Main step: We compute discounted reward for the entire episode. Here, we exponentially decay any reward over time. Then, this would be normalized (subtracted with mean and divided over standard deviation) and used as an advantage (we will see how it’s used later). Given this is kind of logistic regression, loss can be defined as L = ylogp + (1-y)log(1-p).

But, in policy gradients, we multiply log probabilities with advantage to weigh them correctly as per their performance. This can make learning faster as we are modulating the gradient with advantage. We then backprop using the derivative of the [log probability of the taken action given this image] with respect ot the [output of the network(before sigmoid)] Finally, we do RMSProp to update the weights.

Architecture: Input layer(6400) -> RELU -> Hidden layer(200) -> Sigmoid -> Output(1 unit)

Training

As mentioned before, training time was fixed for all the methods. Here, we trained the models for ~36 hours CPU time on 3.5GHz x 24 machine. Below figures show the learning graphs i.e., running average reward with iterations/episodes. Once the average reward crosses zero, then there is high probability for agent win.

In Cross Entropy Method, each iteration here corresponds to <=800 games(20 players x 40 episodes). It is <= because we introduced the concept of varying episodes ie., reduce the count as the model improves. The final average reward was 5.583. So, it has 0.6329 probability of winning.

For the given training time, DQN and Policy Gradients ran for 4012 and 9756 episodes respectively. The final average reward for PG was 3.01 which indicates that the agent can beat hard-coded player with 0.5714 probability. And, the final average reward for DQN was -16.25 which indicates that the agent can beat hard-coded player only with 0.1131 probability.

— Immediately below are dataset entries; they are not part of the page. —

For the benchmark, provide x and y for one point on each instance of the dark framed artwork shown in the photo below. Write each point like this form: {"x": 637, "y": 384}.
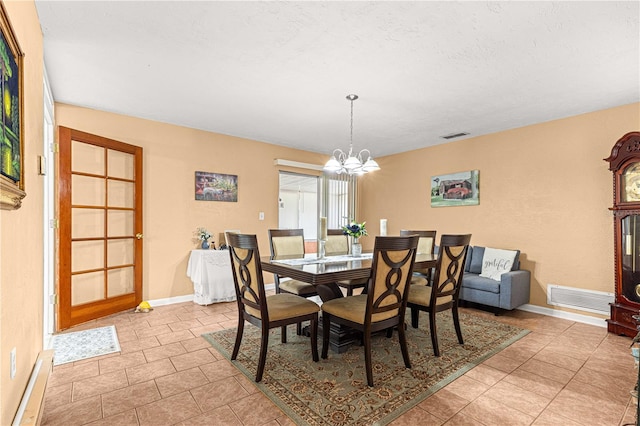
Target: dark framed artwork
{"x": 216, "y": 187}
{"x": 11, "y": 134}
{"x": 456, "y": 189}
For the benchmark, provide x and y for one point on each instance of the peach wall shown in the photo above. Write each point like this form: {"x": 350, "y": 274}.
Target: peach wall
{"x": 171, "y": 156}
{"x": 544, "y": 189}
{"x": 21, "y": 271}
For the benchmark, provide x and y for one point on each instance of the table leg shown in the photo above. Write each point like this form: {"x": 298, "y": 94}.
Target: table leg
{"x": 340, "y": 336}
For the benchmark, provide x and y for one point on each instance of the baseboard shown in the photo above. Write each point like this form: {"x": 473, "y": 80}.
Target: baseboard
{"x": 586, "y": 319}
{"x": 171, "y": 300}
{"x": 30, "y": 409}
{"x": 188, "y": 298}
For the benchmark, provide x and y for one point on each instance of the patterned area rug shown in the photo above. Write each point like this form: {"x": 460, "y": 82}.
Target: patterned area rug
{"x": 70, "y": 347}
{"x": 335, "y": 392}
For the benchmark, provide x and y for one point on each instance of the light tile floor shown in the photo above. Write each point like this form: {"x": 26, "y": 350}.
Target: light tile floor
{"x": 562, "y": 373}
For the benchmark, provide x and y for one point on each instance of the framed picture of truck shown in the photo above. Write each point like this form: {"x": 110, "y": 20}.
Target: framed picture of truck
{"x": 456, "y": 189}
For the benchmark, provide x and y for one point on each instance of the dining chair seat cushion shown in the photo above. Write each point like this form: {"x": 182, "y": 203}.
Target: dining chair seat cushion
{"x": 359, "y": 282}
{"x": 419, "y": 280}
{"x": 423, "y": 271}
{"x": 352, "y": 308}
{"x": 421, "y": 295}
{"x": 284, "y": 305}
{"x": 297, "y": 287}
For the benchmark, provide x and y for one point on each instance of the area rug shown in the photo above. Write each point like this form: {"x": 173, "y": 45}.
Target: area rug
{"x": 334, "y": 391}
{"x": 70, "y": 347}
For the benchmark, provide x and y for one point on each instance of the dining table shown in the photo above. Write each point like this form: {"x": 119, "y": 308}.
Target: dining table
{"x": 324, "y": 272}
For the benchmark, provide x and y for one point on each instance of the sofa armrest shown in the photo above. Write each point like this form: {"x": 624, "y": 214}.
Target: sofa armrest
{"x": 514, "y": 289}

Cross Entropy Method	DQN	Policy Gradient Method

Final weights for six hand-crafted features in CEM method. This gives good intuition how each feature plays role.

Hyperparameters:

CEM
- weight_cols = 6 # because of six hand-crafted features
- mean = zeros of size weight_cols # Initialization
- cov = Identity matrix of size weight_cols * 100
- percentile = 0.3 # for elite sample consideration
- r_percentile = 0.1
- batch_size = 20 # number of players
- episodes = 40 # number of episodes each player plays
- episodes_end = 10 (varying episodes concept)
- maxits = 100
DQN
- learning rate = 1e-4
- batch_size = 32
- gamma = 0.99 # discount factor in reward computation
PG
- batch_size = 10 # episodes frequency for parameter update
- learning_rate = 1e-3
- gamma = 0.99 # discount factor in reward computation
- decay_rate = 0.99 # decay factor for RMSProp

Evaluation and Results

This can be considered as tesing step. In RL, especially when building AI player, the performance that we obtain during training phase is very much in-line with testing as the player actually evaluate itself during training.

Metric: Average reward over 20 episodes(after ~36 hours training)

Method	Average reward over 20 episodes	Maximum reward among 20 episodes	Win Probability
Noisy Cross Entropy Method	4.75	14	0.6131
Deep Q-Networks	-17.24	-13.65	0.089
Policy Gradient Method	2.3	9	0.5547

Agent performance over 20 episodes (Green indicates win and red indicates lose)

Cross Entropy Method	DQN	Policy Gradient Method

Finally, let’s see how our agent plays at different points during training (CEM):

Right (Green) - Trained agent
Left (Orange) - Hard-coded player

`0` hours	`12` hours	`36` hours

Demo:

High resolution video demonstration here

Best Player - Noisy Cross Entropy Method

Difficulties faced

In CEM, we need to simulate into future action and decide if it’s best. So, there was an error in random sampling during cloning and restoring states. This resulting in agent not playing the complete episode sometimes.
A couple of times, found few bugs in the script during the model training. This led to losing descent amount of learning time.